Other countries insist on visitors taking a test before they leave their home country and carrying a document to show they’re clean. To take a temperature test on entry means practically nothing.

The Independent argues that PN leader Adrian Delia’s position is now untenable. The Editor describes Delia now an ineffective leader who does not have the backing of his own MPs or the public. The paper notes that despite the corruption scandals attributed to the current Government, Delia has not managed to move his Party in the polls.

L-Orizzont speaks up about domestic violence and the need for better efforts to understand the nature of this issue, particularly with the increase in relationships between people from different cultures. The Editor also sees the need for better education at an early stage, to ensure that men and women of tomorrow contribute to a better and fairer society.

In-Nazzjon rails against the culture of impunity prevailing in Malta, with the Editor noting that despite scandals of unseen proportion seeing the light of the day have not resulted in any form of prosecution and real punishment.

INTERNATIONAL NEWS (By corporatedispatch.com) 

Australia to release most from COVID-19 high-rise lockdown despite surge

Australia’s second-most populous will relax restrictions on many of the 3,000 people locked down in nine public-housing towers despite surging numbers of COVID-19 cases, state premier Daniel Andrews said on Thursday.

Victoria state on Saturday confined residents of the towers in their homes amid a spike in COVID-19 cases, prompting widespread criticism from residents.

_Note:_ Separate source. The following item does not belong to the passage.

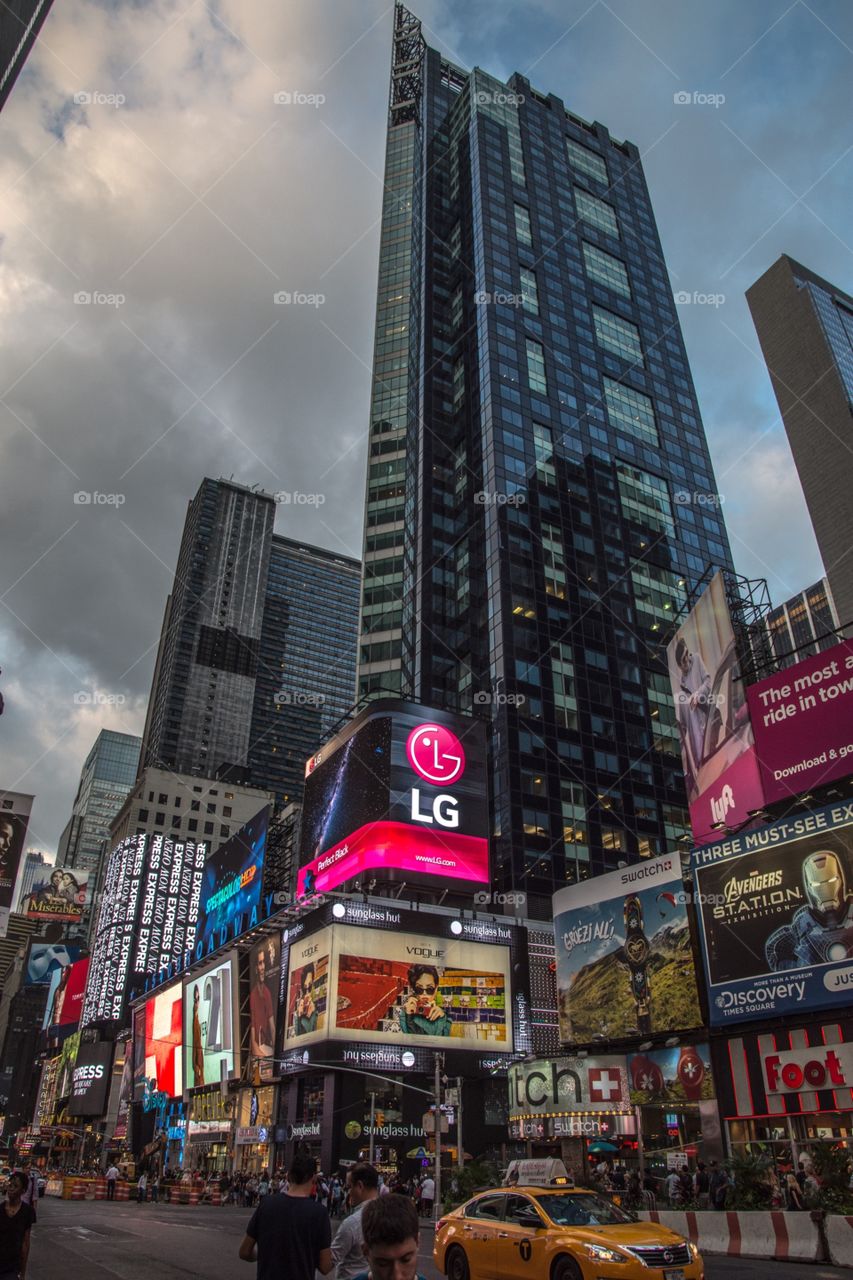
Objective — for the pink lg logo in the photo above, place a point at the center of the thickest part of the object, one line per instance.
(436, 754)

Andrews said that after testing all 3,000 people in the towers, residents in eight of the high-rise buildings would be allowed to leave their homes for essential reasons, the same rules in force throughout the state.

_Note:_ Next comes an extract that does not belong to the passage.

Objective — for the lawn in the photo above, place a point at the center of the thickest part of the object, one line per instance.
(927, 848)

Spain’s Catalonia makes masks compulsory in public at all times

Catalonia on Wednesday ordered all residents and visitors to wear face masks in public at all times, becoming the first Spanish region to toughen a national directive mandating their use when in close proximity to others.

The order, which takes effect on Thursday, was announced by regional leader Quim Torra four days after more than 200,000 people in the Segria area were placed under a local lockdown following a series of coronavirus outbreaks there.

EU Corner – by Comuniq.EU 

Merkel presents German Presidency priorities to MEPs, calls for swift agreement on economic response

German Chancellor Angela Merkel on Wednesday called for a swift agreement on the European Union’s mass economic stimulus to advance unity that would strengthen the bloc as it recovers from the coronavirus crisis.

Speaking to MEPs in Brussels during a plenary session, as Germany assumed the EU presidency until the end of the year, Merkel called the pandemic the biggest challenge ever for the EU, where the euro zone economy is set to shed a record 8.7% this year.

“We all know that my visit today is taking place against the background of the biggest trial the European Union has faced in its history,” she said on her first foreign trip since coronavirus struck in Europe.